Mais quelle utilité pourrait-il y avoir à traiter en religion une chose aussi anodine et évidente que la pratique de l'intelligence ?

Je rappelle le contexte dans lequel j'ai placé cette discussion : et si le délit de blasphème était, directement ou indirectement, rétabli ?

Si de nombreuses personnes se déclaraient du Culte de la Raison, la loi n'aurait pas d'autre choix que de le traiter comme une religion, et en particulier de considérer comme un blasphème les propos dénoncés par les représentants du culte comme une insulte à l'intelligence. Or n'y a-t-il pas plus profonde insulte intelligence, plus grave blasphème contre la Raison, que toutes les inepties qui sont proférées dans les églises, mosquées et autres lieux de cultes dogmatiques ?

Si le délit de blasphème était rétabli, se constituer en Culte de la Raison permettrait à des athées militants d'agir très efficacement contre les religions.

Et c'est là que je veux en venir. Religions et leurs défenseurs, il faut vous rendre compte d'une chose : ce que la laïcité protège en premier lieu, c'est vous. Elle vous protège de l'anticléricalisme, mais surtout elle vous protège les unes des autres.

Sans la laïcité, nous serions en état de guerre de religion. Ce n'est pas une peur alarmiste et infondée : nous avons de par le monde bien assez d'exemples pour savoir comment se comportent les religions quand elles ne sont pas canalisées par la laïcité et quand les lois leur donnent des armes : elles s'en servent immédiatement pour persécuter leurs semblables minoritaires.

Je n'ai aucun doute que l'athéisme, si on le laisse combattre à armes égales, l'emporte en définitive, car une théorie qui adhère à la réalité est plus forte. Mais même si une guerre judiciaire est moins dévastatrice qu'une guerre militaire, la guerre n'est pas un bon moyen de faire progresser le monde.

Aussi tentant que soit l'idée d'avoir des armes légales pour faire fermer les églises et interdire de pratiquer le dogmatisme avec des enfants, adopter ce genre de stratégie ferait au total plus de mal que de bien.

Les religions dogmatiques sont nocives, mais pour les combattre il vaut mieux adopter une stratégie pacifique, une stratégie dans le cadre de la laïcité.

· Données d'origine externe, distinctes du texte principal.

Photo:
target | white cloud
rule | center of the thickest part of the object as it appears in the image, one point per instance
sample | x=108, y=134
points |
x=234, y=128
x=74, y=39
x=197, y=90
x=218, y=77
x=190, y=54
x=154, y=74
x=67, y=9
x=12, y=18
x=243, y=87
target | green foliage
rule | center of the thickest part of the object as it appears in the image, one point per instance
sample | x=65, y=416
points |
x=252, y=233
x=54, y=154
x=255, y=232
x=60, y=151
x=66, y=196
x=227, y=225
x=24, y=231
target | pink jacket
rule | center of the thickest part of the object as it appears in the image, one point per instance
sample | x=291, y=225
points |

Rendons mieux le culte de la Raison. Rendons mieux le culte de la Raison, et elle nous permettra d'inventer des sources d'énergie propres et abondantes. Rendons mieux le culte de la Raison, et elle nous permettra de réparer la planète. Rendons mieux le culte de la Raison, et elle nous permettra de d'éradiquer la misère. Et au fur et à mesure que la Raison rendra le monde plus accueillant, les cultes des divinités ridicules, à commencer par ceux de Yahweh, s'éteindront d'eux-mêmes.